Women especially have been forced to perform this low-maintenance beauty, low-effort vibes, never too emotional, never asking for too much “act”, it’s what society expects from us. The messy era? It’s the rebellion. It’s women saying, “Actually, I am stressed, I am loud, and no, I’m not pretending everything is fine.” The cool girl act took emotional labor. The messy girl takes none. This shift isn’t immaturity, it’s finally allowing ourselves to be real. We’re not girls anymore; we’re women who are done pretending.
(Sourced from Unsplash, by Bùi Hoàng Long)
And what makes this trend feel so authentic? Brands can’t package it…at least not yet. Clean girl was a marketer’s dream: beige palettes, simple routines, universally flattering everything. Messiness is different. It’s personal and unpredictable. You can’t sell a “how to be chaotic” starter pack. That individuality is exactly why the trend feels like it actually came from us, not from a brand strategy meeting.

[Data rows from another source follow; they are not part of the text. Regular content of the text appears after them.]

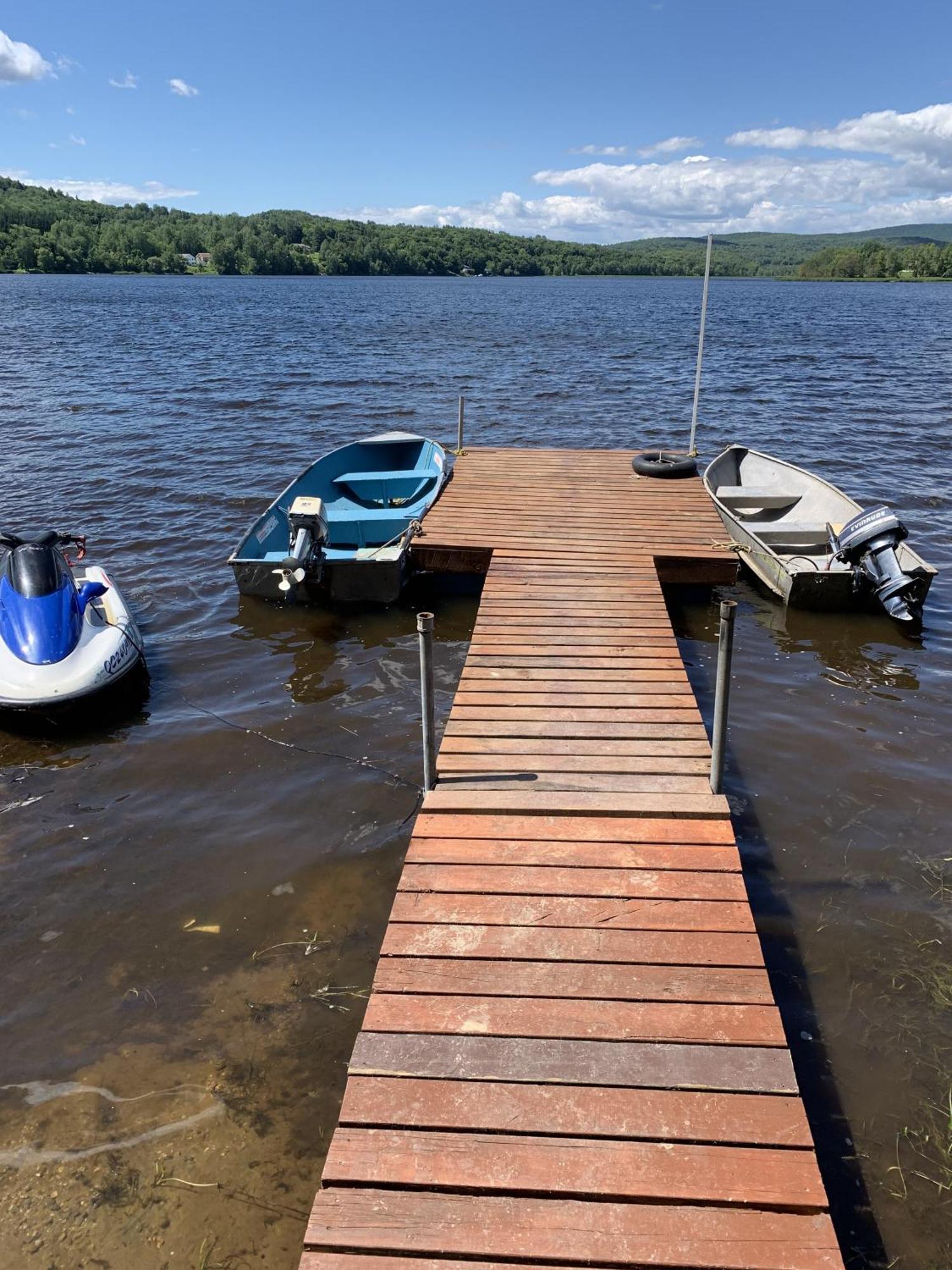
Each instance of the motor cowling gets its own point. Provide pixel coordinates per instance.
(869, 545)
(309, 533)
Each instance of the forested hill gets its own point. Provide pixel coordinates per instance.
(49, 232)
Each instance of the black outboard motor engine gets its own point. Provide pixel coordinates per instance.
(869, 544)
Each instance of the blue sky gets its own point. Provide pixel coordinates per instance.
(597, 123)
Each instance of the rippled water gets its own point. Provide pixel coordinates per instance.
(182, 886)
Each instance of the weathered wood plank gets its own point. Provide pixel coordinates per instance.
(758, 1178)
(666, 1116)
(552, 881)
(605, 1234)
(569, 1018)
(578, 765)
(675, 806)
(746, 1069)
(572, 944)
(578, 829)
(582, 749)
(629, 915)
(587, 981)
(522, 778)
(526, 728)
(576, 855)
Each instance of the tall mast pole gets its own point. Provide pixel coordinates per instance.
(701, 347)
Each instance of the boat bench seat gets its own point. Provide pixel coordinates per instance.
(747, 496)
(367, 514)
(790, 533)
(407, 474)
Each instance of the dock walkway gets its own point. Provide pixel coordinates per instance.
(572, 1055)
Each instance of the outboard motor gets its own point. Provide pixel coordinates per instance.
(41, 609)
(309, 537)
(869, 544)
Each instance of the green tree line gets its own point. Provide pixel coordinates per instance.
(48, 232)
(876, 260)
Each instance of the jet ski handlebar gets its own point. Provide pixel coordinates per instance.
(48, 539)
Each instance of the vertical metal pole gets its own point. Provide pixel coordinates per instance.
(692, 449)
(723, 692)
(425, 628)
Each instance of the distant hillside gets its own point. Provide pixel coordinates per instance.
(783, 255)
(48, 232)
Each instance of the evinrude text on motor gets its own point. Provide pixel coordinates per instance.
(869, 544)
(63, 634)
(308, 525)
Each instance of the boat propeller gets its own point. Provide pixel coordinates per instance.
(290, 573)
(869, 545)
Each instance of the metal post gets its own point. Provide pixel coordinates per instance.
(723, 692)
(692, 449)
(425, 628)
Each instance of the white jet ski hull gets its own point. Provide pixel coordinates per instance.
(109, 648)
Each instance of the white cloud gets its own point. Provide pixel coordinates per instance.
(670, 147)
(20, 62)
(899, 171)
(109, 191)
(598, 150)
(925, 134)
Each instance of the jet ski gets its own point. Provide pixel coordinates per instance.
(65, 633)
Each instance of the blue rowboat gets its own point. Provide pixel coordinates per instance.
(343, 528)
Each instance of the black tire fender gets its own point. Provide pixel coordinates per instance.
(664, 463)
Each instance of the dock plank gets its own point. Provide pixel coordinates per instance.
(662, 1116)
(647, 1065)
(596, 981)
(581, 1231)
(572, 944)
(572, 1018)
(572, 1055)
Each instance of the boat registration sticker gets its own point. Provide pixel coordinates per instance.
(267, 528)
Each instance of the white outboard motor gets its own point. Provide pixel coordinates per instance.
(869, 544)
(308, 523)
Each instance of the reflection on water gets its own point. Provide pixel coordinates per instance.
(195, 892)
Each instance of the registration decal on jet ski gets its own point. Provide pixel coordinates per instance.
(120, 657)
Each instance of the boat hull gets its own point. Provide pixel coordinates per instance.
(818, 591)
(375, 495)
(371, 582)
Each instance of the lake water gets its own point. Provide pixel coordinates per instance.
(182, 886)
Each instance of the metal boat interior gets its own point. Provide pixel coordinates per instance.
(812, 543)
(346, 523)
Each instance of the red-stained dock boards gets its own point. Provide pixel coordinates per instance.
(572, 1055)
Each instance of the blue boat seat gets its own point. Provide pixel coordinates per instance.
(371, 478)
(406, 485)
(366, 528)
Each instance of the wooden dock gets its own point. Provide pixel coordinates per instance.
(572, 1055)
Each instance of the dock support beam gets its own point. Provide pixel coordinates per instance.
(723, 692)
(425, 629)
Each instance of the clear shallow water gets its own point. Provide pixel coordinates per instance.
(148, 867)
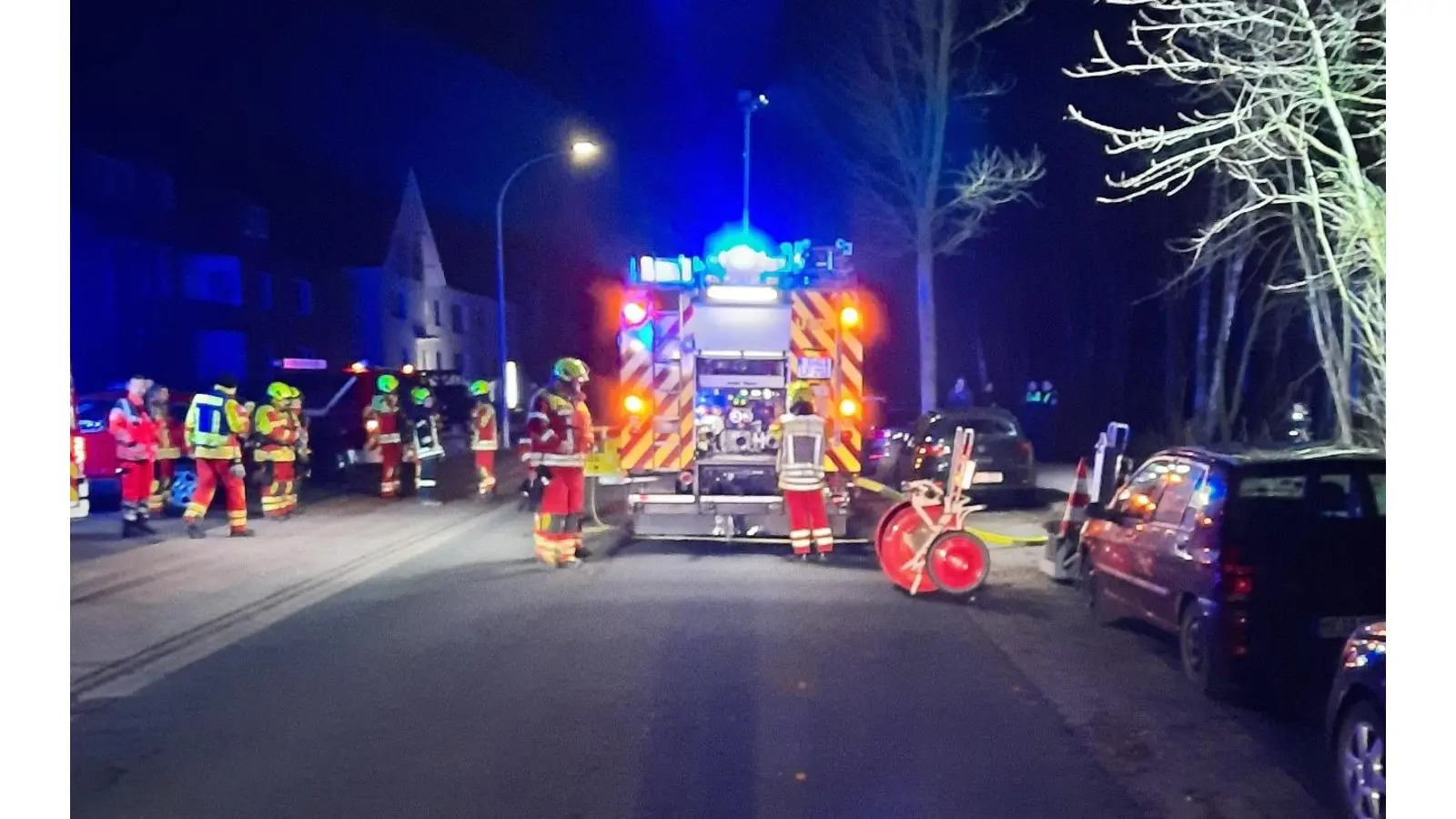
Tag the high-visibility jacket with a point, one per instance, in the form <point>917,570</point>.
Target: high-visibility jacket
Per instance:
<point>380,423</point>
<point>482,429</point>
<point>135,431</point>
<point>216,424</point>
<point>801,452</point>
<point>169,440</point>
<point>558,430</point>
<point>278,431</point>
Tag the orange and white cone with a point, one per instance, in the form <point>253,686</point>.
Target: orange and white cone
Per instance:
<point>1077,511</point>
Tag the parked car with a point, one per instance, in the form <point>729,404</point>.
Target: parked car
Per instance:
<point>1354,723</point>
<point>1005,460</point>
<point>99,445</point>
<point>1261,562</point>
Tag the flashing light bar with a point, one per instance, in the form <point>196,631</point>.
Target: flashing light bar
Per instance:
<point>743,293</point>
<point>302,365</point>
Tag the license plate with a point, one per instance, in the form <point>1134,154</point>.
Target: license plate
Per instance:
<point>1340,627</point>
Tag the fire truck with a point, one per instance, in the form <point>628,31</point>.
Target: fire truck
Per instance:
<point>80,489</point>
<point>710,346</point>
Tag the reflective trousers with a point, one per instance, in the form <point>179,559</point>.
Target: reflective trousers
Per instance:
<point>485,470</point>
<point>558,519</point>
<point>808,521</point>
<point>210,474</point>
<point>136,489</point>
<point>278,496</point>
<point>390,457</point>
<point>162,486</point>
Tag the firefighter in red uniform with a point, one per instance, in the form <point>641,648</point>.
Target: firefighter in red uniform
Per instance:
<point>801,474</point>
<point>484,436</point>
<point>300,446</point>
<point>382,429</point>
<point>169,450</point>
<point>558,438</point>
<point>130,423</point>
<point>277,438</point>
<point>216,426</point>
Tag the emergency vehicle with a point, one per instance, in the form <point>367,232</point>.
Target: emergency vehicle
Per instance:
<point>80,489</point>
<point>710,346</point>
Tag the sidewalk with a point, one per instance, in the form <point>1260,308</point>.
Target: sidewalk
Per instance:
<point>138,614</point>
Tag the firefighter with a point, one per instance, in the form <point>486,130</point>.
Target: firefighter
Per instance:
<point>169,450</point>
<point>426,448</point>
<point>300,446</point>
<point>277,433</point>
<point>484,436</point>
<point>558,438</point>
<point>216,426</point>
<point>130,423</point>
<point>382,428</point>
<point>801,474</point>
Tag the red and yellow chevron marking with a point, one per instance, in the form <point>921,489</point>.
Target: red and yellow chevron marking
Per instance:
<point>637,378</point>
<point>815,332</point>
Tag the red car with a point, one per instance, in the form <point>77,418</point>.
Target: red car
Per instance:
<point>101,448</point>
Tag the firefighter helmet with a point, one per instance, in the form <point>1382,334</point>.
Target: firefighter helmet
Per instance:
<point>571,369</point>
<point>801,390</point>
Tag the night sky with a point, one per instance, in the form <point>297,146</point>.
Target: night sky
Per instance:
<point>274,96</point>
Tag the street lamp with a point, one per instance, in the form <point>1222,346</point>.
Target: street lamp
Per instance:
<point>580,152</point>
<point>749,102</point>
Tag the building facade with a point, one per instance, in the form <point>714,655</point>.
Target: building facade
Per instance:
<point>407,312</point>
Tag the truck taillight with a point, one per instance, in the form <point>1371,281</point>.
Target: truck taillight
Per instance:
<point>633,314</point>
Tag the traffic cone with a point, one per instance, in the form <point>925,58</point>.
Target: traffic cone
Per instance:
<point>1077,511</point>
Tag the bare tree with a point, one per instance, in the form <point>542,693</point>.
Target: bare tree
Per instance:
<point>1292,106</point>
<point>914,69</point>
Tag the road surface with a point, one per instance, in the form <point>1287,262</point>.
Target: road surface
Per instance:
<point>670,681</point>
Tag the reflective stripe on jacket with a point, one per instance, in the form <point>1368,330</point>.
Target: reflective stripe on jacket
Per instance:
<point>801,452</point>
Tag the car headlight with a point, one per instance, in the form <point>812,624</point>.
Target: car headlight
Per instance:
<point>1363,646</point>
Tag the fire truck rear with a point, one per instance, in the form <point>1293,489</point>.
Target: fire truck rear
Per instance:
<point>710,347</point>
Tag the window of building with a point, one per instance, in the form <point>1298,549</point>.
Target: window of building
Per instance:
<point>215,278</point>
<point>305,292</point>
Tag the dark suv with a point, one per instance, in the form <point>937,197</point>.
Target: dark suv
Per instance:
<point>1005,460</point>
<point>1259,561</point>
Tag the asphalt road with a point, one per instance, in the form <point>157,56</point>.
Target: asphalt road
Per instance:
<point>664,682</point>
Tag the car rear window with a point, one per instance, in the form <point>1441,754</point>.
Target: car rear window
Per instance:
<point>980,424</point>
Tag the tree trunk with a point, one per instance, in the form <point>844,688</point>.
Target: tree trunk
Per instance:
<point>925,312</point>
<point>1200,358</point>
<point>1218,402</point>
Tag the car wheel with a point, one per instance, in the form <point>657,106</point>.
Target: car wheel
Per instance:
<point>1360,763</point>
<point>1196,652</point>
<point>184,486</point>
<point>1091,589</point>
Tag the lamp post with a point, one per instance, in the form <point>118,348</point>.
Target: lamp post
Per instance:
<point>581,150</point>
<point>749,102</point>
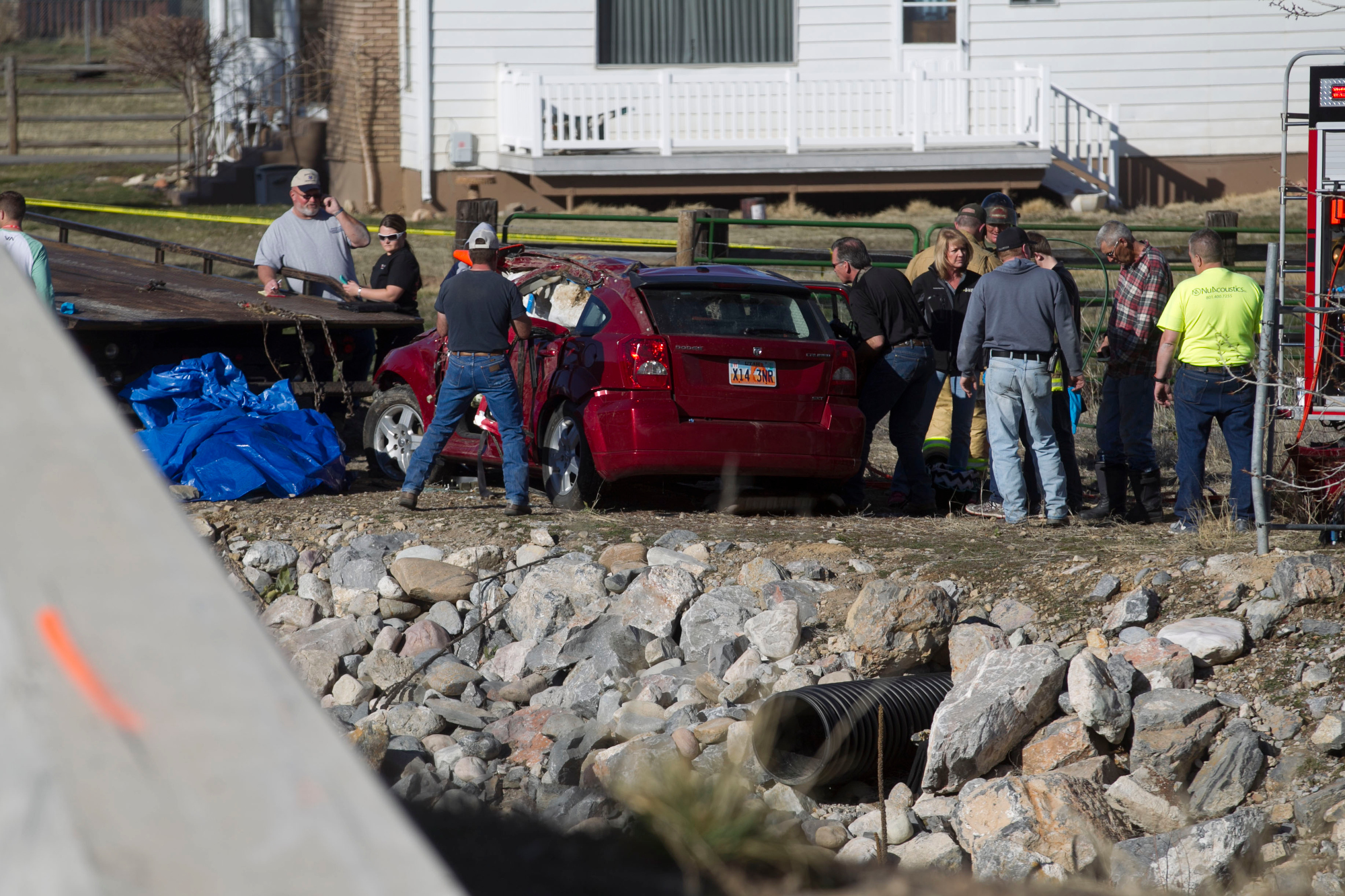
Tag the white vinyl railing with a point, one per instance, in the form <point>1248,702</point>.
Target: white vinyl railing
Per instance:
<point>1086,139</point>
<point>672,110</point>
<point>689,110</point>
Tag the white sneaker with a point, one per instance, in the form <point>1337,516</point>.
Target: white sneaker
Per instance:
<point>992,509</point>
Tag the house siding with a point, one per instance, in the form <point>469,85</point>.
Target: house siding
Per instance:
<point>1190,77</point>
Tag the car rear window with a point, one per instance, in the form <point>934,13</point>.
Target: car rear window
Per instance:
<point>723,313</point>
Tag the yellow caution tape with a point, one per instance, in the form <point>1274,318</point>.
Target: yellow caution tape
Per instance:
<point>264,222</point>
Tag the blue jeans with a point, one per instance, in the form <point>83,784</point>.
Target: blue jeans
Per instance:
<point>465,377</point>
<point>1126,423</point>
<point>896,385</point>
<point>1199,399</point>
<point>960,444</point>
<point>1020,392</point>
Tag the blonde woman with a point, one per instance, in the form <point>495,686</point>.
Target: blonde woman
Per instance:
<point>942,294</point>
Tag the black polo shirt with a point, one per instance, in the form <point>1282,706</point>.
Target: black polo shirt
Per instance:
<point>397,270</point>
<point>883,304</point>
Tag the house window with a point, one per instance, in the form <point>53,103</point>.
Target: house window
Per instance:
<point>680,33</point>
<point>925,22</point>
<point>262,18</point>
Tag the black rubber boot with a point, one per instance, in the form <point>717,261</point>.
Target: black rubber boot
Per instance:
<point>1112,494</point>
<point>1149,497</point>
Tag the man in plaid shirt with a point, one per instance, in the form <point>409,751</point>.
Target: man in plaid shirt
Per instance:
<point>1126,416</point>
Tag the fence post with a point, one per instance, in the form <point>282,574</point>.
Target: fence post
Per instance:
<point>918,77</point>
<point>685,237</point>
<point>1270,309</point>
<point>1226,220</point>
<point>665,115</point>
<point>11,100</point>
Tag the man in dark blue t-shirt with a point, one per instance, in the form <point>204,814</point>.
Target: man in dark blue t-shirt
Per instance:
<point>477,310</point>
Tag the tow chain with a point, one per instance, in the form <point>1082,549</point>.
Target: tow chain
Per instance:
<point>338,373</point>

The messy girl aesthetic isn’t about giving up, either. It’s about intentional imperfection. It’s the vibe of looking like you didn’t try, but still having a point of view. Think: smudged eyeliner from last night, gloss half gone, hair thrown into a claw clip or left wild and natural. Layered tanks, oversized jackets, bedhead, mismatched jewelry, low-rise jeans, clothes that look like they’ve lived a life. It’s curated chaos. It says, “I’m living, not posing.” It’s style without the stress, softness without shame.
And honestly, the rise of the messy girl era feels bigger than a trend. It’s a cultural reset. We’re choosing honesty over performance, chaos over repression, presence over perfection. We’re done sanding down our edges just to appear put-together. The messy girl aesthetic lets us exist as we actually are, emotional, imperfect, expressive, and unfiltered. In a world that’s constantly spinning, embracing the mess isn’t losing control. It’s taking it back.
Sometimes the most radical thing you can do is show up as yourself, unapologetically and beautifully messy.